Based on interim data, Avanir believes that it has identified a formulation of AVP-786 with a comparable pharmacokinetic, safety and tolerability profile to a previously investigated fixed dose combination of dextromethorphan hydrobromide and quinidine sulfate, AVP-923. Avanir has requested a meeting with the FDA to discuss the full development path for AVP-786.
“The results of this study are very encouraging,” said Joao Siffert, MD, chief scientific officer for Avanir. “We were able to successfully replicate the steady-state plasma levels of AVP-923, but with a substantially lower dose of quinidine. Given these results, we believe that AVP-786 would be an ideal candidate to test in one or more of our ongoing clinical programs.”
“We are very pleased with these results and with Avanir’s commitment to this program,” said Roger Tung, Ph.D., President and CEO of Concert Pharmaceuticals.
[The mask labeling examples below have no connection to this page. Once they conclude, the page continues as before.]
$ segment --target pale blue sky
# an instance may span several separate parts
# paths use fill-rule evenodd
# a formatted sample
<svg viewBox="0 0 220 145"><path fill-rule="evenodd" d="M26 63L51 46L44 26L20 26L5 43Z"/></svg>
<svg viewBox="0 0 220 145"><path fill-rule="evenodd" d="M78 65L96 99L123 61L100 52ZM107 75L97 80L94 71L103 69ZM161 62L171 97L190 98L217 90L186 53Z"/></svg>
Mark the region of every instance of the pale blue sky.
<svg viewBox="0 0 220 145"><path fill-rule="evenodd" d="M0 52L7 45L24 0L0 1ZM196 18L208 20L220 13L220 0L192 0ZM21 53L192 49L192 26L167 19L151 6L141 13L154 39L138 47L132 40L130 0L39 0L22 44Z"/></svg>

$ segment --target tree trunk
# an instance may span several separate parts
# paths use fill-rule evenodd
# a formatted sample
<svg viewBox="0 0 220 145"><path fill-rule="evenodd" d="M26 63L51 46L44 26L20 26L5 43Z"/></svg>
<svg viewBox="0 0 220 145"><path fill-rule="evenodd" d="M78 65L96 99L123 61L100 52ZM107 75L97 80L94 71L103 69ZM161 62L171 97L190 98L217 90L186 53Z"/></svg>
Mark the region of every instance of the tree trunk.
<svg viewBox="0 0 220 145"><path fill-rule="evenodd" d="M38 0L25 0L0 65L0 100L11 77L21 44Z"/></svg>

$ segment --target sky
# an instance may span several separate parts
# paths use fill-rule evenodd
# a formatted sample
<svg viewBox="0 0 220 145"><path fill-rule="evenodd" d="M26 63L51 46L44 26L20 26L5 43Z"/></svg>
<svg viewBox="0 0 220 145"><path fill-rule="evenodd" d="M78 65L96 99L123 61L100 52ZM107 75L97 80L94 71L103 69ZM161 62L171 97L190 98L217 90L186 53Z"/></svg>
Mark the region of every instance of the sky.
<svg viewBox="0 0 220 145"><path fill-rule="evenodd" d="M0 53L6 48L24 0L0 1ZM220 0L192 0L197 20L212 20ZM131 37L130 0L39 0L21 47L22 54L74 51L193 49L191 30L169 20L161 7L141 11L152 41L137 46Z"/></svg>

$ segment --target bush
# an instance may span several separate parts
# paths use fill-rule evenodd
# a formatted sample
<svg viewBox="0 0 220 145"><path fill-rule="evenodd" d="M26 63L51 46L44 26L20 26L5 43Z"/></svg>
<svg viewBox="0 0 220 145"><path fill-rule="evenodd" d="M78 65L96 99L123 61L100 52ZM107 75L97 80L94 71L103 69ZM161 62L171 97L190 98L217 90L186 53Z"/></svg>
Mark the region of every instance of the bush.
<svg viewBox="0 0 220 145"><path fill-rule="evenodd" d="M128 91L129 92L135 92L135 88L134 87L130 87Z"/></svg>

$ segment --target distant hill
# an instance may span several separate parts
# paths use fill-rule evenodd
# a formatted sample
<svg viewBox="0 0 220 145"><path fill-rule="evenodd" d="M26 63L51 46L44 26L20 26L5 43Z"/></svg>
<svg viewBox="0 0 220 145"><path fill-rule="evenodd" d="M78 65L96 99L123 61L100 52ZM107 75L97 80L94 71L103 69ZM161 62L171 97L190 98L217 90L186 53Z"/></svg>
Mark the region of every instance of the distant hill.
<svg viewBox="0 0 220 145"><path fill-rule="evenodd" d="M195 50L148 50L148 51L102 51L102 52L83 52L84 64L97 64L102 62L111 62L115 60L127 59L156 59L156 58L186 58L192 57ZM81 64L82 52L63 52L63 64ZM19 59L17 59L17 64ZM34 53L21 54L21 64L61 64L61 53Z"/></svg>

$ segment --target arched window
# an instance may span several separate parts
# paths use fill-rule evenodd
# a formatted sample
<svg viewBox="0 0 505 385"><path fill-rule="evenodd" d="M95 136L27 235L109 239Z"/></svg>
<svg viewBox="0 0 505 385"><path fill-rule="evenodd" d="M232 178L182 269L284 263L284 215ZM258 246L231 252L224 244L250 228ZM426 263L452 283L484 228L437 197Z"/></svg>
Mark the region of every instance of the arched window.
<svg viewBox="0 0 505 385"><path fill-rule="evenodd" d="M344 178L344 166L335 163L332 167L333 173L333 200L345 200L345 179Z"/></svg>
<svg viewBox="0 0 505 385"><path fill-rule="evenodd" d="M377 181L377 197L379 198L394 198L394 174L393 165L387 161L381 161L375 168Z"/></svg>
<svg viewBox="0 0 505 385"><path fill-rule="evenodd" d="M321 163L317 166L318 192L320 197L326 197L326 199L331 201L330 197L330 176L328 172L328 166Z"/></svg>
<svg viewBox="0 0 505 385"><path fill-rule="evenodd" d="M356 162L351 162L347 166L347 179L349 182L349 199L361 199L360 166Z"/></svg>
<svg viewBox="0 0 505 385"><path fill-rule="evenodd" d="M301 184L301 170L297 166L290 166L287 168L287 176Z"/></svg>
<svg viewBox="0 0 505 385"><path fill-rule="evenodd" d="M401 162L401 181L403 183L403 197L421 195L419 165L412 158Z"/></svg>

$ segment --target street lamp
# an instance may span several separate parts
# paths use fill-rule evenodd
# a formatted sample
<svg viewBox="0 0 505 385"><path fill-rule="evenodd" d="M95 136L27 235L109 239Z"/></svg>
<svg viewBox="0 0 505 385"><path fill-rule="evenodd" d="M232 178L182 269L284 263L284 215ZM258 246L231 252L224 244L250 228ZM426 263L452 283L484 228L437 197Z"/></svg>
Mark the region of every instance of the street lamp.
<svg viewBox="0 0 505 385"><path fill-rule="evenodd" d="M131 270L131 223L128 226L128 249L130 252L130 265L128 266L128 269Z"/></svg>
The exclusive license agreement provides Avanir with worldwide rights to develop and commercialize AVP-786 and other deuterium-modified dextromethorphan (d-DM) compounds that are believed to have potential for the treatment of neurological and psychiatric disorders. Under the agreement, Concert is eligible to receive additional milestone payments upon achievement of certain predefined clinical, regulatory and commercial targets. Avanir will continue to have overall responsibility for research, development and commercialization of d-DM compounds, including AVP-786, and Concert is eligible to receive tiered royalties on worldwide sales of any products containing d-DM.
AVP-786 is a novel compound developed through incorporation of deuterium into specific molecular positions of dextromethorphan. The compound maintains similar pharmacology to that of dextromethorphan, but is less susceptible to metabolism by the CYP2D6 enzyme.